Skip to content

fikrovich/github-access-governance-sync

Repository files navigation

GitHub Access Governance Sync

Guide-first, production-oriented reference implementation for exporting GitHub repository access, storing daily snapshots in BigQuery, and exposing current-state and historical views for governance reporting.

This repo focuses on a practical governance problem: turning GitHub access into something queryable, reviewable, and auditable over time instead of treating it as a point-in-time export.

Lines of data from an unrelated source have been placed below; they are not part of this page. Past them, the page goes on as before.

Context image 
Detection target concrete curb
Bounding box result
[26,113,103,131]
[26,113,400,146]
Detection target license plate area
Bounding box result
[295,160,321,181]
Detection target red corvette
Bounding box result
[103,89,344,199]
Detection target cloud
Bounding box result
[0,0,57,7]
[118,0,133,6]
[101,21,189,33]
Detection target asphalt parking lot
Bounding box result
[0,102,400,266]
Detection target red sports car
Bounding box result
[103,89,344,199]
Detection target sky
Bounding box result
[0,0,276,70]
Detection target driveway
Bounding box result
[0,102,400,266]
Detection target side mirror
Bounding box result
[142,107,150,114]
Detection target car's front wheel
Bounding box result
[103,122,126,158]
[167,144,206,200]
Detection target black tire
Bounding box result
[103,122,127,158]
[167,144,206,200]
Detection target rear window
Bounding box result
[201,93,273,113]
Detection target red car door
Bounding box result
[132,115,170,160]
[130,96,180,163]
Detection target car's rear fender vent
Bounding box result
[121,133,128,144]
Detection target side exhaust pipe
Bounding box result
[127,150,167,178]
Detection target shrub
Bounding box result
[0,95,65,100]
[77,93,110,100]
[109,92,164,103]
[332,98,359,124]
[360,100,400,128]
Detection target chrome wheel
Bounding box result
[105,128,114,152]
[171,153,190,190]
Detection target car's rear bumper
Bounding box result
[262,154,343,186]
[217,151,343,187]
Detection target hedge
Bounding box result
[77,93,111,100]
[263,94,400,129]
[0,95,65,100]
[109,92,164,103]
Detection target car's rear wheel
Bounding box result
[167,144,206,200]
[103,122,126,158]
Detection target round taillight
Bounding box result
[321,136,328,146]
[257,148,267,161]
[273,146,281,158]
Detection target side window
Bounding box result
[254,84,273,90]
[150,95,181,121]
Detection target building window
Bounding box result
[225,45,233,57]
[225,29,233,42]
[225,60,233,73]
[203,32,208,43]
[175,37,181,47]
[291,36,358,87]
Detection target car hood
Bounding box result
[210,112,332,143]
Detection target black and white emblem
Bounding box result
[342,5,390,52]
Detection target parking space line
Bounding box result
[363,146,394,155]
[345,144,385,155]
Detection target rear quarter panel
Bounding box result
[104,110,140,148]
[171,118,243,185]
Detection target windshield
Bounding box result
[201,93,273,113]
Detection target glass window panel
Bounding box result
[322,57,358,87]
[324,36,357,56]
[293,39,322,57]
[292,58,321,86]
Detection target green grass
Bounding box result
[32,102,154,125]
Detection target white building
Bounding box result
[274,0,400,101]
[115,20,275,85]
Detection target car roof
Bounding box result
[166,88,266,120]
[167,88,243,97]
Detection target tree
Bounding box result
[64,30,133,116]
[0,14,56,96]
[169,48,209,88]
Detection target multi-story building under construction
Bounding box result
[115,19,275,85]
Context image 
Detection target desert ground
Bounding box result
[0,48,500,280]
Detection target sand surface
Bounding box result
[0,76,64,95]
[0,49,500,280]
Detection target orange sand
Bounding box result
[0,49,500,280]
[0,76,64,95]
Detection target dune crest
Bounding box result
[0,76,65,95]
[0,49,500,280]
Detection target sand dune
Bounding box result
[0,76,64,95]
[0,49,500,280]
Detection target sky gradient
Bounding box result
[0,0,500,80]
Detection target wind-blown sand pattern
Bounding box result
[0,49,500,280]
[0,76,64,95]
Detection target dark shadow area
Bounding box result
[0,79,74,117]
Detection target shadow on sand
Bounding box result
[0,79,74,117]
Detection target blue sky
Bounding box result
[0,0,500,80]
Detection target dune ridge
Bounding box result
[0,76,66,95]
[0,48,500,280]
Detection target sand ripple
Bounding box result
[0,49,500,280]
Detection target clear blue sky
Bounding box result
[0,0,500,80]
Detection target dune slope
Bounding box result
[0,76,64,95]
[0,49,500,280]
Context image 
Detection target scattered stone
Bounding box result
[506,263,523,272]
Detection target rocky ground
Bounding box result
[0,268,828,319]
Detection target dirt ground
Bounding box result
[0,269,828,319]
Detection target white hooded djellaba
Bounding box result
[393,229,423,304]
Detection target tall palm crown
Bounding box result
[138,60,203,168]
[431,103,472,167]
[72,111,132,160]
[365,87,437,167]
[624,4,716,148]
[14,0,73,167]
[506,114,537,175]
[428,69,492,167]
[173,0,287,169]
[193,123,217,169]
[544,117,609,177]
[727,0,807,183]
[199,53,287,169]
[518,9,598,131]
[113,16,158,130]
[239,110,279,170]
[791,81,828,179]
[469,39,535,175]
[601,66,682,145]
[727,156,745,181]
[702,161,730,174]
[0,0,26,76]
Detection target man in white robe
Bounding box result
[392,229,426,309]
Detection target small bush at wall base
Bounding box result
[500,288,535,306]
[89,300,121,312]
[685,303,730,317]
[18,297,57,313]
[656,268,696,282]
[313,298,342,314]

It is designed for security, platform, and engineering governance use cases where teams need a repeatable way to answer:

  • who has access to which repositories
  • which access is direct versus team-derived
  • where privileged access is concentrated
  • whether outside collaborators or stale org states still have access
  • whether the collection pipeline itself is healthy

No real organization data is included in this repository.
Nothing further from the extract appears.